Critical Thinking and Writing

Some of you requested quotations I shared at Orientation. We talked about how achieving outcomes requires a semester-long effort, focusing on critical writing on the first day of class, foregrounding critical writing on our syllabi and at the beginning of each class period.

In our Sept. Wed. meeting, we followed up by sharing examples of what we do in the first week or day of class. I suggested that we might evaluate our choices based on desired outcomes as opposed to just doing what we have always done. Thanks to everyone for sharing unique approaches for building community and actively involving students.
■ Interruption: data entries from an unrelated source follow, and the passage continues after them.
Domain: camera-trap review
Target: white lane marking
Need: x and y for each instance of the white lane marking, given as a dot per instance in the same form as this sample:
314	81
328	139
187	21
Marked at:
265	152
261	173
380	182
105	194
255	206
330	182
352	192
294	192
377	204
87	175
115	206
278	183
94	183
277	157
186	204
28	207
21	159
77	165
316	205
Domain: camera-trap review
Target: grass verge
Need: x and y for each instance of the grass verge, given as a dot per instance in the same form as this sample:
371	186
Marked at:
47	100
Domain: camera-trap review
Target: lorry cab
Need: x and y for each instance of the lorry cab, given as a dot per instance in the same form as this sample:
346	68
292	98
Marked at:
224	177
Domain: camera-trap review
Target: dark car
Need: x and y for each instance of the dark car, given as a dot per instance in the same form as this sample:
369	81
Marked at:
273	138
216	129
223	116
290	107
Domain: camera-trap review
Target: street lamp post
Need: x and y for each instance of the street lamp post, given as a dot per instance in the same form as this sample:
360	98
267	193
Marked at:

Critical Thinking and Writing
WPA Outcomes and UVU Writing
From Orientation Breakout Session—Gae Lyn Henderson
August, 2008.

Wayne Booth insists that students must learn to distinguish between sources, to evaluate and understand the “flood of misinformation” with which they are inundated. He centers The Rhetoric, a culminating book of his distinguished career, around this concern: “A citizenry not habituated to thoughtful argument about public affairs, but rather trained to ‘believe everything supporting my side’ and ‘disbelieve everything supporting the bad side,’ is no longer a citizenry but a house of gullibles” (89).

Booth, Wayne. The Rhetoric of Rhetoric: The Quest for Effective Communication. Malden, MA: Blackwell Publishing, 2004.

Donald Lazere points out that writing instruction, and the broader field of English Studies, has “defaulted on critical thinking” (264). In one example, while he admires Carol Gilligan’s work in women’s ways of knowing, which “judiciously modified the gender bias” in her predecessors [Lawrence Kohlberg and William Perry], a consequence of her work is that “the notion of stage-development of moral or intellectual reasoning was dropped like a hot potato in English Studies” (264). Similarly, the important critique of various oppressive consequences of Enlightenment reason conducted by the Frankfurt School and other postmodernists, “got misinterpreted as a rejection of reason altogether—a classic case of throwing out the baby with the bath water” (264-65). Lazere argues that “it is precisely higher order reasoning that is needed to refute the logical fallacies in sexist, racist, class-biased, or jingoistic rhetoric . . . manipulating sociocentric emotion” (265).

Lazere, Donald. “Postmodern Pluralism and the Retreat from Political Literacy.” JAC 25.2 (2005): 257-91.

Richard Weaver, in his analysis of the famous Scopes “Monkey Trial,” argues for the difficult, yet invaluable goal of “education in any age,” to create what he names “a Summa Dialectica. . . . [T]he educated people of our country would have to be so trained that they could see the dialectical possibility of the opposites of the beliefs they possess” (124).

Weaver, Richard M. “Dialectic and Rhetoric at Dayton, Tennessee.” Landmark Essays on Rhetoric of Science. Ed. Randy Allen Harris. Mahwah, NJ: Hermagoras Press, 1997: 107-25.